Hold something against your stomach, like a cold pack, to soothe this unpleasant sensation.

Keeping your C-Section Scar Dry will promote recovery

Signs That Your Wound Is Healing

Following our at-home “how to keep a section incision dry when overweight” methods can minimise your chances but can’t safeguard against an infected wound.

You may also find recovery glacially and frustratingly slow. Invariably, people improve at different rates, so it’s essential to exercise caution and practice patience over this time. Once C-section wounds become scars, they might quietly fade, thicken, or remain reddish or purplish. Yours might not look the same as the scars you see in baby magazines or online – but that doesn’t mean anything’s the matter. 

Here’s how to differentiate between a healing and an aggravated wound and scar variations if you’re concerned. 

  • You’ll feel sore for about two to three weeks, but the wound should feel less tender over time. 
  • Your incision will appear swollen and pink and might seep clear liquid for the first few days.
  • The cut will thicken and grow darker at the three-to-four-week mark as collagen accumulates at the site. This strengthens the incision and pulls it together at the edges. 
  • Healing takes up to a year, during which your wound should gradually flatten, thin and fade. However, not all c-section scars are the same and might look and feel different depending on your body type. 

How Are Wound Infections Treated?

Depending on the severity of the infection, infections are treated with antibiotics. In some cases, minor surgery might be needed. 

The choice of antibiotics you receive and the duration of treatment depend on the bacteria causing the infection. Milder conditions, like cellulitis, often respond well to a course or two of antibiotics. 

In cases where the wound reopens or contains excess fluids, doctors may opt to operate. During the procedure, your doctor will remove infected fluids and abscesses to prevent further complications. 

Can I Have a Natural Birth as an Overweight Woman?

Being overweight doesn’t guarantee you’ll have a C-section, but it does raise the chances.

Although C-sections might be inevitable, there are associated risks that might impact you negatively.

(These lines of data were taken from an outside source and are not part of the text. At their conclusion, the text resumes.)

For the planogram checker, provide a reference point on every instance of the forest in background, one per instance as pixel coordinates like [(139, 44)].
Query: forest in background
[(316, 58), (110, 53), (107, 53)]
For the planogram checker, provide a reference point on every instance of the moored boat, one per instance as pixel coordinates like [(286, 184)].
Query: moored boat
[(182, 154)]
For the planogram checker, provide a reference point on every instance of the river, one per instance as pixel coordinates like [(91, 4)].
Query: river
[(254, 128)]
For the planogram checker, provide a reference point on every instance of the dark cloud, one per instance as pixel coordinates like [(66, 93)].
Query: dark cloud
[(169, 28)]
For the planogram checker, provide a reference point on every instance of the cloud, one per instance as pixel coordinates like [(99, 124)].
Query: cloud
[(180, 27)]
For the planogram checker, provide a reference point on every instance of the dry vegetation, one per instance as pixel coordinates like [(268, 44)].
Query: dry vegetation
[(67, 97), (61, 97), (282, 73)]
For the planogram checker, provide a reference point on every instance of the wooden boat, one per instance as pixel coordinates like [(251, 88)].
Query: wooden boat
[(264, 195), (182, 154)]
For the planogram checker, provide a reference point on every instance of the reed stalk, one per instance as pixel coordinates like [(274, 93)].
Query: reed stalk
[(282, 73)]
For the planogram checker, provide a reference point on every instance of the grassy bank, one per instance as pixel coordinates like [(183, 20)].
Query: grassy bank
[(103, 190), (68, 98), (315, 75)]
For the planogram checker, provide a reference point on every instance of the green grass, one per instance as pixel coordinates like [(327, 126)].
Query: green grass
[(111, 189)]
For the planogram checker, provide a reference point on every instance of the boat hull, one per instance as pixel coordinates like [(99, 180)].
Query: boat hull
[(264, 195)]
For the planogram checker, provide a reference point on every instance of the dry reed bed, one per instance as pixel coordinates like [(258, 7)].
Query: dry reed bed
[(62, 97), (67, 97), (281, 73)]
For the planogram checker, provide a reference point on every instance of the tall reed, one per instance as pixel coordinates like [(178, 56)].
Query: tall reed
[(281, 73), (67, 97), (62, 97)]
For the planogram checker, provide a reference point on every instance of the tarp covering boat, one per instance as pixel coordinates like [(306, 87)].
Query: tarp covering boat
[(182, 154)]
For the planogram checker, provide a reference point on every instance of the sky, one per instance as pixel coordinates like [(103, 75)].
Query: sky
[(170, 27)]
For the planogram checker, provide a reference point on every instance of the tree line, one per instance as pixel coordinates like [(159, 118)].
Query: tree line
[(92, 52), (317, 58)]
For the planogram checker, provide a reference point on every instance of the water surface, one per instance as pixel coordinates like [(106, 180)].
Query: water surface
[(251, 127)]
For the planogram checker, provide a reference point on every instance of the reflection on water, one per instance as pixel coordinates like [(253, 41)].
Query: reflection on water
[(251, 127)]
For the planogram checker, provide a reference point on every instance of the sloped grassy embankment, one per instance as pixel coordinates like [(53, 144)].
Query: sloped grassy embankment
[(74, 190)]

So can you have a natural birth safely if you don’t want a C-section or have major concerns? Vaginal deliveries aren’t always recommended because they could endanger the lives of the mother and child. For instance, obese women face an increased for developing preeclampsia, a severe blood pressure disorder occurring during pregnancy. Usually occurring in the final trimester and during labour; this condition can be fatal for the mother and her unborn child.

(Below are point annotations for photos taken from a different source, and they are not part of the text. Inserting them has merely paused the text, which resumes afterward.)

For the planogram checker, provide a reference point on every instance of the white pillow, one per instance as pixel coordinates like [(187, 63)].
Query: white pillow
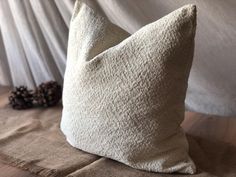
[(123, 96)]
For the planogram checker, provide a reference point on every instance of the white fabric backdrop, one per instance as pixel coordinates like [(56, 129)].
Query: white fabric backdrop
[(33, 43)]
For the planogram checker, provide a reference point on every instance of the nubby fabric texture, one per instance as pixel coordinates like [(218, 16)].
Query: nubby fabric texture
[(124, 95)]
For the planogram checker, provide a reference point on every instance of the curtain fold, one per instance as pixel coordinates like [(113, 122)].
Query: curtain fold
[(34, 33)]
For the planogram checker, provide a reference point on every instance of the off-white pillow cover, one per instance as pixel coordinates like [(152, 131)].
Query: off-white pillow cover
[(124, 95)]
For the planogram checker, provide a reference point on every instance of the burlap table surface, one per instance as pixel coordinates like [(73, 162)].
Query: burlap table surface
[(32, 140)]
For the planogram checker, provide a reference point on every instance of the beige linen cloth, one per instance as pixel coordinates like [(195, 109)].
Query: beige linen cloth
[(31, 139)]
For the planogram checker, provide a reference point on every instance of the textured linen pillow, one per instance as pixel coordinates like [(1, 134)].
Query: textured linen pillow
[(124, 95)]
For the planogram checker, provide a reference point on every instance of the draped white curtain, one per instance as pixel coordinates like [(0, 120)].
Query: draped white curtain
[(33, 42)]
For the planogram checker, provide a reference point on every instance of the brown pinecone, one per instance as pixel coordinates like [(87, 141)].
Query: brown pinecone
[(47, 94), (21, 98)]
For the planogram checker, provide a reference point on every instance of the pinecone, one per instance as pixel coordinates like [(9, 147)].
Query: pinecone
[(21, 98), (47, 94)]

Nevertheless, talk with your OBYN before ruling out a vaginal birth. With careful management of your weight and lifestyle changes before or during pregnancy, it might be a viable option.

Takeaway: How to Keep a C Section Incision Dry When Overweight

While some might consider a C-section an easier alternative to vaginal childbirth, it’s actually an extensive surgical procedure. The aftermath involves a substantial wound, making recovery challenging and sore. Adding to that, you’re responsible for your new, utterly dependent family member. 

The advice provided by your care team would be to keep your wound dry, which can be particularly challenging if you’re overweight. 

For overweight or obese women, the presence of a shelf of skin falling over your incision makes it difficult to keep the incision dry. But we’ve gathered some handy “how to keep a c section incision dry when overweight” tricks to help stave off nasty infections. However, despite your best efforts in following our tips, your wound may get infected still. Therefore, it’s crucial to closely monitor for early warning signs and seek prompt medical treatment. 

If your wound is healing differently than expected, learn to distinguish between healing incisions and potential problems. One that’s oozing puss could indicate an issue, while a thick or red scar is typical standard during healing. 

Finally, is a natural birth possible for overweight women? More risks are attached to vaginal births for larger women, but if you’re worried about the complications of C-sections, discuss your options with your doctor.

We would love to hear about your experiences with keeping C-Section scars dry when overweight – feel free to share in the comments!